All’improvviso un taxi nero accostò al marciapiede e il finestrino del lato passeggero si abbassò. — Salite! — ordinò una voce dal buio dell’interno.
Nessuno si mosse.
— Non abbiamo tutto il giorno. Salite. — Il timbro profondo della voce aveva un lieve accento nordafricano.
— Non abbiamo chiamato un taxi — replicò Flamel, scrutando disperatamente la strada a destra e manca. Saint-Germain aveva detto che gli stava mandando qualcuno, ma l’Alchimista non avrebbe mai immaginato che potesse trattarsi di una cosa così comune come un taxi. Era una trappola? Dee li aveva raggiunti? Si voltò a guardare la chiesa. La porta era aperta. Potevano correre su per le scale e cercare asilo lì dentro; ma, una volta entrati, si sarebbero trovati in trappola.

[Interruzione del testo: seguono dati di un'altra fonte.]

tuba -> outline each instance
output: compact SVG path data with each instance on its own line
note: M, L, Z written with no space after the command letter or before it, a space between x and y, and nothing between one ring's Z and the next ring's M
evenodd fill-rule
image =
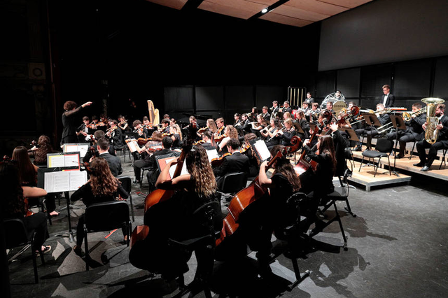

— Questa macchina è stata ordinata apposta per lei, signor Flamel. — Ci fu una pausa, e la voce aggiunse: — Autore di uno dei libri più noiosi che abbia mai letto, il Sommario filosofico.
— Noioso? — Nicholas spalancò lo sportello del taxi e spinse i gemelli a entrare nella penombra. — È ritenuto da secoli un’opera geniale! — Salì a bordo e sbatté lo sportello. — Scommetto che è stato Francis a suggerirti di dirlo.
— Meglio che vi allacciate le cinture — ordinò l’autista. — Abbiamo tutta una schiera di personaggi di ogni tipo diretta da questa parte, nessuno dei quali amichevoli e tutti decisamente sgradevoli.